The language of Rule 101, which states that the citation "shall be accompanied by a copy of the plaintiff's petition" indicates that a copy of the plaintiff's petition is not considered as a part of the citation. Likewise in Rule 107, with reference to the return on the citation, it is provided: "it shall state when the citation was served and the manner of service and shall certify that a true copy of the citation with the accompanying copy of the petition was delivered to the defendant and was signed by him officially." This would indicate that the accompanying copy of the petition was not a part of the citation itself, otherwise it would not be necessary for the officer in his return to certify that a true copy of the petition was delivered to the defendant. Rule 107 provides that the officer executing ,the citation shall make his return thereon or attach it thereto, and there is no provision in Rule 107 providing that a copy of the plaintiff's petition should accompany the sheriff's or other officer's return thereon.
Rule 101 further provides that the party filing any pleading upon which citation is to be had shall furnish the clerk with a sufficient number of copies thereof for use in serving the parties to be served and this, in the opinion of the committee, requires only one copy for each of the parties to be served. The inference being that the parties defendant are each to be served with a copy of the petition but no provision is made for extra copies to be used by the officer serving the citation and attached to his return thereof.
Prior to the effective date of the Rules of Civil Procedure, Articles 2037 and 2038 of the Statutes applied in notices to serve non-residents. Article 2037 provided that the notice shall state that a copy of the plaintiff's petition accompanies the notice and that a certified copy of plaintiff's petition shall accompany the notice. Article 2038 provides that the defendant shall be delivered a true copy of the notice, together with a certified copy of the plaintiff's petition. Within the knowledge of the committee, it has always been the custom of the clerks under such Articles to attach a certified copy of the plaintiff’s petition only to the copy of the notice which was actually served on the defendant.

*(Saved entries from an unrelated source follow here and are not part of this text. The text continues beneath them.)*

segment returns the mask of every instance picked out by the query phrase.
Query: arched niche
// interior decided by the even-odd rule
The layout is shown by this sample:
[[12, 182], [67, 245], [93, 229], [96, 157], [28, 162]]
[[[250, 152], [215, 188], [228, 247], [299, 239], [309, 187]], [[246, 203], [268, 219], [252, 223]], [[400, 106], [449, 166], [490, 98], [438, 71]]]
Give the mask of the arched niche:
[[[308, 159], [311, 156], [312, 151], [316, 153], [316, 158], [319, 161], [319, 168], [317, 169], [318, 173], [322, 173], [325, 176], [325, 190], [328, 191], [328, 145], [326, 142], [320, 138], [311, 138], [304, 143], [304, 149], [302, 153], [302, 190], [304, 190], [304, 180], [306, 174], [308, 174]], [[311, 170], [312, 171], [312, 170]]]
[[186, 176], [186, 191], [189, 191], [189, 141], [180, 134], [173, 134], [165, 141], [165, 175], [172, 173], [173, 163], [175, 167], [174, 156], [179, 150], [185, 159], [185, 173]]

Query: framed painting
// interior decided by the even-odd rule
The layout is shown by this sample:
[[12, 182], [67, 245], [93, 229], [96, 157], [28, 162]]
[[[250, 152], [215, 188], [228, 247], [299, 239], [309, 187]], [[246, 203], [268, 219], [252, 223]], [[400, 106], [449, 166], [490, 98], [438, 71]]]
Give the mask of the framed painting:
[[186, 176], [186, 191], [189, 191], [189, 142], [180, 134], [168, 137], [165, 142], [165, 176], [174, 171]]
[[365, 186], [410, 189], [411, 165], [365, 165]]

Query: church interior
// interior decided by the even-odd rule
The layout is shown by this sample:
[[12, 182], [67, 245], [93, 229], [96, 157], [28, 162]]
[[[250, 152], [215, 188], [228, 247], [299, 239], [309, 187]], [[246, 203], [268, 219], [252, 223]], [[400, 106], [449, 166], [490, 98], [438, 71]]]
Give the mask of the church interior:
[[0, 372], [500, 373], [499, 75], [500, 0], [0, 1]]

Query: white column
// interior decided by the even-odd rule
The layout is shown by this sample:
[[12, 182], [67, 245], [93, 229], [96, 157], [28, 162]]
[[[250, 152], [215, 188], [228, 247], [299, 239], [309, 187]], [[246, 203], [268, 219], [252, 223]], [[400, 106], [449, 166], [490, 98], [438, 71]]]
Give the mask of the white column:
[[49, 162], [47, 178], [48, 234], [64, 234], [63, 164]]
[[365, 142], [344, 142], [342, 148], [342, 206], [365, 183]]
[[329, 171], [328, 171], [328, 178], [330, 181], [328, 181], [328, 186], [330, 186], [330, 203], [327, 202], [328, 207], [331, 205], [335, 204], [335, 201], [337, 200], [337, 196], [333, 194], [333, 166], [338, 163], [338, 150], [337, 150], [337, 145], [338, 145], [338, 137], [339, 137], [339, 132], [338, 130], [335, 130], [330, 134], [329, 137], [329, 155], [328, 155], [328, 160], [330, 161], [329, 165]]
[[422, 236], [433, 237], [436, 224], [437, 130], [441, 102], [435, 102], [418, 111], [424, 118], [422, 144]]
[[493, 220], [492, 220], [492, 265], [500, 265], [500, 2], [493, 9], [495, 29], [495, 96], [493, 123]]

The committee has searched the cases bearing on Articles 2037 and 2038 and has failed to find any case in which the question was raised as to whether the return of the notice to serve non-residents made by the officer and filed in court should also be accompanied by a certified copy of the plaintiff's petition.
IT IS, THEREFORE, the opinion of the committee that the copy pf the plaintiff's petition is not a part of the citation, or notice to serve non-residents, and it is not, therefore, necessary that a copy of such petition be attached to the citation upon which the sheriff makes his return and files in the court.8 Tex. B.J. 51 (1945).